Reduced bone morphogenic protein signaling along the gut–neuron axis by heat shock factor promotes longevity

Sonja L.B. Arneaud, Jacob McClendon, Lexus Tatge, Abigail Watterson, Kielen R. Zuurbier, Bhoomi Madhu, Tina L. Gumienny, Peter M. Douglas

Research output: Contribution to journalArticlepeer-review


Aging is a complex and highly regulated process of interwoven signaling mechanisms. As an ancient transcriptional regulator of thermal adaptation and protein homeostasis, the Heat Shock Factor, HSF-1, has evolved functions within the nervous system to control age progression; however, the molecular details and signaling dynamics by which HSF-1 modulates age across tissues remain unclear. Herein, we report a nonautonomous mode of age regulation by HSF-1 in the Caenorhabditis elegans nervous system that works through the bone morphogenic protein, BMP, signaling pathway to modulate membrane trafficking in peripheral tissues.
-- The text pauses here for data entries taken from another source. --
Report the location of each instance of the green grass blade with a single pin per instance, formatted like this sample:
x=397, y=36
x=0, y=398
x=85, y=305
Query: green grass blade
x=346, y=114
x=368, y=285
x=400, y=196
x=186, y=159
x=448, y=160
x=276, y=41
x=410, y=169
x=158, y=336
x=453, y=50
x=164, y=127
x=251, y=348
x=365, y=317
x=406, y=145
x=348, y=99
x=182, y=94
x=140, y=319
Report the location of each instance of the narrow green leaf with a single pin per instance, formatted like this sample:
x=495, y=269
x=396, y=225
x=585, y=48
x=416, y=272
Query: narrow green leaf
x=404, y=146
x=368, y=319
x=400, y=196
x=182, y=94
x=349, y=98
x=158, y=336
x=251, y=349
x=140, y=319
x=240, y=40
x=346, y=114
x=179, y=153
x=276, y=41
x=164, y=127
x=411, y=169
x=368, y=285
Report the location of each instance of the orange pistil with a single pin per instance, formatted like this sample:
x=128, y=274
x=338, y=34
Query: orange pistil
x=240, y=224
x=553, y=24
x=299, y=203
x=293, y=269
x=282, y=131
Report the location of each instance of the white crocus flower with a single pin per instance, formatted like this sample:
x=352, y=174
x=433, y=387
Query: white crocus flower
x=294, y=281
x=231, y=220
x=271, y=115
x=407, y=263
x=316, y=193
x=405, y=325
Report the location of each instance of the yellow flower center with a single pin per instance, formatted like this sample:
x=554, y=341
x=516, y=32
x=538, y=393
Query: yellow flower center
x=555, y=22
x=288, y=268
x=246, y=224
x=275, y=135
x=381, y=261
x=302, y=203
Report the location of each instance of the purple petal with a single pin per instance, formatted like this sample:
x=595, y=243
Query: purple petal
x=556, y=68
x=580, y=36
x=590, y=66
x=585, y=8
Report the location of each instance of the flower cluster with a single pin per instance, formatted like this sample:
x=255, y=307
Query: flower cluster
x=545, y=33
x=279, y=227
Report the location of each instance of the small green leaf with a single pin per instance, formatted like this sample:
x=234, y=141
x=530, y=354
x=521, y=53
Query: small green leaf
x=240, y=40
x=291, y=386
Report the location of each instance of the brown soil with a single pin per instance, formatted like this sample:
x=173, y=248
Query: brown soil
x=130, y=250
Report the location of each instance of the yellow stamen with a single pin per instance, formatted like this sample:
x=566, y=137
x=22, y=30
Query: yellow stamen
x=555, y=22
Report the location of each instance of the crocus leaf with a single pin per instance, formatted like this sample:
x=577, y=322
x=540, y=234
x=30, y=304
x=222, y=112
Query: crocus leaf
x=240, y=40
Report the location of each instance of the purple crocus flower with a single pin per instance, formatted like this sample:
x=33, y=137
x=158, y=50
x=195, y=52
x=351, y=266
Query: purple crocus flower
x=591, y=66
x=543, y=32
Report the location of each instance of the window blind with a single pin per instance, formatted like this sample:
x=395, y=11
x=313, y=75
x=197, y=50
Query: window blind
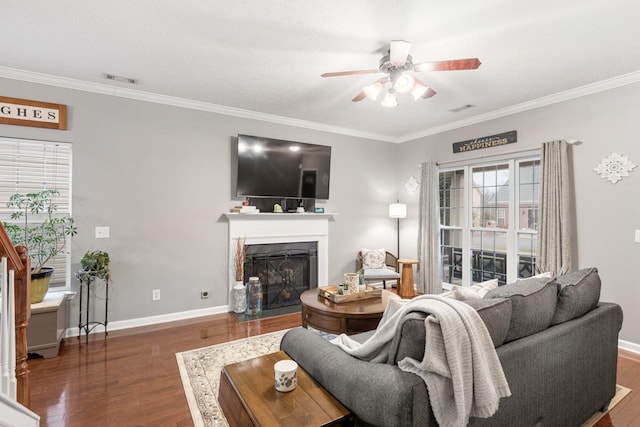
x=29, y=166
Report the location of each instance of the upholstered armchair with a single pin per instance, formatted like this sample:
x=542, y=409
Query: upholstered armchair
x=378, y=265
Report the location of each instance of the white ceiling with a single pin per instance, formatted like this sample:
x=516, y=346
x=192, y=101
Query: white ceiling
x=263, y=58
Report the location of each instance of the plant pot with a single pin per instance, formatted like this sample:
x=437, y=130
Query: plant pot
x=40, y=284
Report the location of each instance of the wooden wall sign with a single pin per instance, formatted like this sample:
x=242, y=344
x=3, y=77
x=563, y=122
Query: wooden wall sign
x=485, y=142
x=22, y=112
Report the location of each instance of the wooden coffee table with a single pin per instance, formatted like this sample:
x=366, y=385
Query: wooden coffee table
x=247, y=397
x=347, y=317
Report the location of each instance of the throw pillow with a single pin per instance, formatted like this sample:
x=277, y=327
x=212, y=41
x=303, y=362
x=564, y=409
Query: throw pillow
x=484, y=287
x=578, y=293
x=373, y=258
x=477, y=291
x=533, y=303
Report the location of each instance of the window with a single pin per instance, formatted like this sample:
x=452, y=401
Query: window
x=28, y=166
x=488, y=221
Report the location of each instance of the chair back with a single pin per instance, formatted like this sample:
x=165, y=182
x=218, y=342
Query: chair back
x=390, y=260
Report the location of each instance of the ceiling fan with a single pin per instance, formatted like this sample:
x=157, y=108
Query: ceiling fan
x=396, y=65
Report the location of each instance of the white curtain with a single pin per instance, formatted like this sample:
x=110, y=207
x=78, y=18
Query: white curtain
x=554, y=227
x=429, y=280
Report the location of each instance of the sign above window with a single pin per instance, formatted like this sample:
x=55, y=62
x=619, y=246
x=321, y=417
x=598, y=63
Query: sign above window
x=485, y=142
x=23, y=112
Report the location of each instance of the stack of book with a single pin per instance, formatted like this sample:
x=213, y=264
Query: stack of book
x=245, y=209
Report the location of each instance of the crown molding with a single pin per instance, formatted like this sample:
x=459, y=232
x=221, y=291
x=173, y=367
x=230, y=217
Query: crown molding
x=590, y=89
x=103, y=89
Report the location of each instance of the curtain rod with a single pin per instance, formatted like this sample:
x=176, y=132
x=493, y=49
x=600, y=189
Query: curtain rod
x=524, y=150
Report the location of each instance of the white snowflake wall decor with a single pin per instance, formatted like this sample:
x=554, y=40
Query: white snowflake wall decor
x=615, y=167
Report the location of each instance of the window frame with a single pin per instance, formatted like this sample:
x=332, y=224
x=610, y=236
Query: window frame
x=29, y=165
x=467, y=228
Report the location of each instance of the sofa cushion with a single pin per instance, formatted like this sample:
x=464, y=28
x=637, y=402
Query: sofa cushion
x=496, y=315
x=533, y=304
x=578, y=293
x=410, y=340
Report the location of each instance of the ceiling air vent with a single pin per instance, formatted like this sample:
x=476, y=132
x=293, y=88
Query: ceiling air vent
x=462, y=108
x=120, y=79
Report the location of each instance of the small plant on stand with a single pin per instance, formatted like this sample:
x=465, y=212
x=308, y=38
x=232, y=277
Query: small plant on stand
x=239, y=292
x=95, y=264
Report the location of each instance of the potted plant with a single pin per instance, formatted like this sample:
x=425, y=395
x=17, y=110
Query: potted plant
x=44, y=234
x=95, y=264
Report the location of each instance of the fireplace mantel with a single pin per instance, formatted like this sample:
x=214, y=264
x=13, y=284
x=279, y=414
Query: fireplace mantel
x=265, y=228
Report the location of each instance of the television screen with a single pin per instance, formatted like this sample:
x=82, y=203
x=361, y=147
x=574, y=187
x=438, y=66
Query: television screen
x=276, y=168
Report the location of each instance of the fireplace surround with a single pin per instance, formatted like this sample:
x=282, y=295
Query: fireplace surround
x=282, y=228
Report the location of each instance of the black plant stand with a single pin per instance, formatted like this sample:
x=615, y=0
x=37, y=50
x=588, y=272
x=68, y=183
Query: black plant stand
x=86, y=278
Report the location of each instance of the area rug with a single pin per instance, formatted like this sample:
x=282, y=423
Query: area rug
x=621, y=393
x=200, y=373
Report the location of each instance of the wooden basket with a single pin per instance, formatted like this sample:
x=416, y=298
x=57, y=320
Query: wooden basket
x=331, y=293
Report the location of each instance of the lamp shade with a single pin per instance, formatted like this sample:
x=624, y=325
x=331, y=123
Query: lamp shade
x=397, y=210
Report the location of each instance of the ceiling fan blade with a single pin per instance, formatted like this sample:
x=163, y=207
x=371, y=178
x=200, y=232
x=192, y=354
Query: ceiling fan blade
x=398, y=52
x=359, y=97
x=450, y=65
x=349, y=73
x=429, y=93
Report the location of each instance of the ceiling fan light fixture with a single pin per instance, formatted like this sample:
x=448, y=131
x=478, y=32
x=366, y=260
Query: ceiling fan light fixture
x=418, y=90
x=404, y=83
x=390, y=99
x=373, y=90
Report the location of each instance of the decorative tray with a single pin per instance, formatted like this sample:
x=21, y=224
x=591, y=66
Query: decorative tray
x=331, y=293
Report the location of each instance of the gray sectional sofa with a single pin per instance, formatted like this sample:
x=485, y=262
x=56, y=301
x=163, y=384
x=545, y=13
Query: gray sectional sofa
x=556, y=342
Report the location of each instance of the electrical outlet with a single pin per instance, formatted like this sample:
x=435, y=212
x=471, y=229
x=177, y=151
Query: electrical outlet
x=102, y=232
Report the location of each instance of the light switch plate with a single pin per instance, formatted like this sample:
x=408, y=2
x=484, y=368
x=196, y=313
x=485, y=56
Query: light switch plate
x=102, y=232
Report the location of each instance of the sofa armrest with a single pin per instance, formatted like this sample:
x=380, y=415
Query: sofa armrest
x=377, y=393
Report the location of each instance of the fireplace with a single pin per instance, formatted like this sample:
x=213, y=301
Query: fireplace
x=285, y=271
x=264, y=229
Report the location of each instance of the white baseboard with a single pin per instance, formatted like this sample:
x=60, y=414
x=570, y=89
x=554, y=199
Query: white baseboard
x=629, y=346
x=152, y=320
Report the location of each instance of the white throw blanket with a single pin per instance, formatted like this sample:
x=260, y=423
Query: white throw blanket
x=460, y=367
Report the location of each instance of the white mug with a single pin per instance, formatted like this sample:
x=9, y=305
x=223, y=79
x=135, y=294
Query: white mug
x=286, y=375
x=352, y=280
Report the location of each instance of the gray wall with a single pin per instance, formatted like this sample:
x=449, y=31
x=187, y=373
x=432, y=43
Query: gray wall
x=606, y=214
x=160, y=177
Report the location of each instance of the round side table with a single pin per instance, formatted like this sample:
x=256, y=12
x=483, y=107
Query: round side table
x=405, y=289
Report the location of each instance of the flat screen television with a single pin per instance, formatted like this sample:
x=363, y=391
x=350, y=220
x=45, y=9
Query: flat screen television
x=282, y=169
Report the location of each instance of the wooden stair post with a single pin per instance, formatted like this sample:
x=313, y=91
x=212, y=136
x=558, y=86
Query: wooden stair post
x=23, y=313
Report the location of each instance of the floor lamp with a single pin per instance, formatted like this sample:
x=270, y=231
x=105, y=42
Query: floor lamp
x=398, y=210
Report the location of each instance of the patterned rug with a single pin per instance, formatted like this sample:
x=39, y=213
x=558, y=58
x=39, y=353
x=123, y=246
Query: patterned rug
x=200, y=373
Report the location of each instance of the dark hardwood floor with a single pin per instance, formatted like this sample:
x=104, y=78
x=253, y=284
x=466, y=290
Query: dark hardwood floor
x=131, y=378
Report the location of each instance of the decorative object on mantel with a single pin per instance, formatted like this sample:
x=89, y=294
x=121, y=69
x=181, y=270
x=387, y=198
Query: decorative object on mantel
x=485, y=142
x=615, y=167
x=412, y=185
x=239, y=290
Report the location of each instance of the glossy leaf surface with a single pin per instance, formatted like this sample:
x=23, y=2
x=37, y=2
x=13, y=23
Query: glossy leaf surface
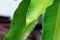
x=51, y=25
x=25, y=18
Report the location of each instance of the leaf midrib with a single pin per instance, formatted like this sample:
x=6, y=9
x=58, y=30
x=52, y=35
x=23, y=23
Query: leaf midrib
x=56, y=24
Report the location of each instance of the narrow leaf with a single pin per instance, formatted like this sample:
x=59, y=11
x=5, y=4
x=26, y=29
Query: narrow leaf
x=51, y=25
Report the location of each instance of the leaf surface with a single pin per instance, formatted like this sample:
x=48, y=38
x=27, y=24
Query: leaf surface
x=25, y=18
x=51, y=25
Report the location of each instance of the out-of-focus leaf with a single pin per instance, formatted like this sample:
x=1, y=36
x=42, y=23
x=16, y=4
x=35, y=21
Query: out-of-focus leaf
x=51, y=25
x=25, y=17
x=19, y=22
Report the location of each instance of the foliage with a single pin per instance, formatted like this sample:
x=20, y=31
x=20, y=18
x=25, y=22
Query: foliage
x=25, y=18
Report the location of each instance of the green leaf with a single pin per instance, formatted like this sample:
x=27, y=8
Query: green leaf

In particular, HSF-1 represses the expression of the neuron-specific BMP ligand, DBL-1, and initiates a complementary negative feedback loop within the intestine. By reducing receipt of DBL-1 in the periphery, the SMAD transcriptional coactivator, SMA-3, represses the expression of critical membrane trafficking regulators including Rab GTPases involved in early (RAB-5), late (RAB-7), and recycling (RAB-11.1) endosomal dynamics and the BMP receptor binding protein, SMA-10. This reduces cell surface residency and steady-state levels of the type I BMP receptor, SMA-6, in the intestine and further dampens signal transmission to the periphery. Thus, the ability of HSF-1 to coordinate BMP signaling along the gut–brain axis is an important determinate in age progression.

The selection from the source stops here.